On a cool night in December, Hamilton and the Eagles hosted Will Rogers. Like most nights, Hamilton served as the main attraction, turning nearly every head in his home gym. In one play, the junior stalked the ball on defense, forcing a swing pass to the other side of the court with his length. After a teammate’s steal, he raced down the floor in a half-dozen or so steps, effortlessly rose off the floor, and finished the break with a thunderous two-handed slam. Edison won 87-43.

Those flash-bulb moments have become weeknight tradition at Edison, but basketball wasn’t even Hamilton’s first love. The 17-year-old grew up in Texas playing football. His mom first introduced him to the hardwood in Oklahoma.

As a freshman, the game didn’t come to him effortlessly. His coach says Hamilton’s shot wasn’t tuned and his footwork wasn’t crisp. Thanks to countless hours in the gym, his skills have improved significantly in the past two seasons.

“My freshman year, I had a hard time working my way through stuff,” admitted Hamilton.

“His game has really improved over time,” said Parish. “He can pretty much play any position for us, from the point guard to the center. He’s probably a defensive specialist more than anything.”

The perfect example of Hamilton’s maturation on the floor came in his first two postseasons. Parish told me about the semifinal round when Hamilton was a freshman. He had a shot at a game-winning jumper that would have sent Edison to the state finals for the first time in nearly 20 years. He missed it and the Eagles’ season ended in heartbreak.

Twelve months later, Hamilton and his team found themselves in a similar situation. This time, from nearly the identical spot on the floor, Hamilton made the clutch bucket at the buzzer to push the Eagles on in the playoffs.

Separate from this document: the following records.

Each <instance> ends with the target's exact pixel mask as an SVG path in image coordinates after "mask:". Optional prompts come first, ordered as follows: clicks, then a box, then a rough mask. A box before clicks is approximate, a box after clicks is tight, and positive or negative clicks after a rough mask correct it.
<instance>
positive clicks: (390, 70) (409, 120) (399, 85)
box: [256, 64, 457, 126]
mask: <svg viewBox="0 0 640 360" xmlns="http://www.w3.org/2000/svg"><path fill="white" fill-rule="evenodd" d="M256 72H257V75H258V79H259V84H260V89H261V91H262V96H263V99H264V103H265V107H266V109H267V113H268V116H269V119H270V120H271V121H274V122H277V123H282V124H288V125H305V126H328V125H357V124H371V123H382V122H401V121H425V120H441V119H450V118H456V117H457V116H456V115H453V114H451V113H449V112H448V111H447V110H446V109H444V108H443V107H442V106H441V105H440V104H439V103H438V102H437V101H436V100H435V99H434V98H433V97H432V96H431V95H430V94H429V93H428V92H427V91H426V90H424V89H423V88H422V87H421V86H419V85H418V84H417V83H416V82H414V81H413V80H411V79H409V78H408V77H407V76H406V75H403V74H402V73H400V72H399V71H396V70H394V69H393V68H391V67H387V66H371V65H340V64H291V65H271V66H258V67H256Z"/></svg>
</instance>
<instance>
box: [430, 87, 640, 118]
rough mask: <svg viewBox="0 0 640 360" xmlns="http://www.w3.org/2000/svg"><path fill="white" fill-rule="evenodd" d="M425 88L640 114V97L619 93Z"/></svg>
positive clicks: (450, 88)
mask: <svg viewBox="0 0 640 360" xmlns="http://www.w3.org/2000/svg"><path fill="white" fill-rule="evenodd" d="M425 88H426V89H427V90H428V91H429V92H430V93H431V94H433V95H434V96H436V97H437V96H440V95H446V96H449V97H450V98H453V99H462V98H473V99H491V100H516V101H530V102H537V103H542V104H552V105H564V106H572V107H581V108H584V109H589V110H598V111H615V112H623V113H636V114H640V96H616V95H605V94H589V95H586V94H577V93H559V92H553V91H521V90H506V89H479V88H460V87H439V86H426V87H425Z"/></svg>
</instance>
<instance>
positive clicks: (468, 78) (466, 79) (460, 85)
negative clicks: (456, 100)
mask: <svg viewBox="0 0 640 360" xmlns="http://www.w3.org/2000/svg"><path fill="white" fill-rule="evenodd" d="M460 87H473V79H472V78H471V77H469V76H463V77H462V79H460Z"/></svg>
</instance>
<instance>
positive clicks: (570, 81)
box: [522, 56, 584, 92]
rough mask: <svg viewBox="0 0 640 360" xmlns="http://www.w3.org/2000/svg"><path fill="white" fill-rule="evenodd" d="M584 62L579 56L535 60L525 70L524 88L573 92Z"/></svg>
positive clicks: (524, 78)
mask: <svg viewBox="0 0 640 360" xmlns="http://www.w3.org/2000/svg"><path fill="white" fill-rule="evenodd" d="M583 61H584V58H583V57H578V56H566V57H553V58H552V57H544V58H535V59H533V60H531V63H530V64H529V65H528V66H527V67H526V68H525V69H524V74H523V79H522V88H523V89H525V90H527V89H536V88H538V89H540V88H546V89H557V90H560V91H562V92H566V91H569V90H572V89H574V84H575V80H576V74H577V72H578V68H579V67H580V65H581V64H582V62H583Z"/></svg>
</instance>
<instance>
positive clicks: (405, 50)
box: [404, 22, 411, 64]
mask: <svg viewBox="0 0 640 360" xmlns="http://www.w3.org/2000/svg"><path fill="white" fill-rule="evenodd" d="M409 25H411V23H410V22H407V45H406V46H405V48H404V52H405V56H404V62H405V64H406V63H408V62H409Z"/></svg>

“He’s still not a finished product yet,” said Parish. “There are days we still have to work with him, but he’s deserving of all the honors he’s received, through a lot of hard work.”

Something after big buckets, you’ll hear Hamilton let out a primal howl, accompanied by the occasional chest-bump. According to his coach, the do-it-all player ‘wears his emotions on his sleeve’ and often wears a scowl on his face during games. The ironic part about Hamilton’s on-court showmanship is that he’s the exact opposite off of it.

“Off the floor, he’s energetic, laid back, and fun to be around,” said Parish. “A lot of times his athleticism and abilities overshadow how great of a young man he is.”


Every game night, after he shakes hands with the opposing team’s captains at midcourt, and strips off his warm-up top for the announcing of the starting lineups, he listens. In the stands, above all of the other noises, music and other commotion that come along with pregame rituals, he can hear the one voice he’s searching for.

His mom is in the stands.

“They come to every game,” Hamilton says of his mother and aunt. “Just by listening, I can tell where my mom’s at. She’s a pretty loud person.”

During the winter, the woman that introduced her son to the game, gets to watch him excel at it. She watches as he blows by defenders, swats shots out of bounds, and leads his team to victories. His coach realizes how imperative her structure and assurance has been for Hamilton.

“(She has) provided the stability for him to excel. They are really caring,” Parish said of Hamilton’s mom and aunt. “He has no excuses. He has every reason to be successful because of the strong women in his life and the stability they give to him.”

Hamilton agrees.

“It makes me feel good to hear my family (at games) supporting me,” he smiled, “especially my mom.”

Hamilton is receiving interest from a number of college basketball programs, including Oklahoma and Tulsa.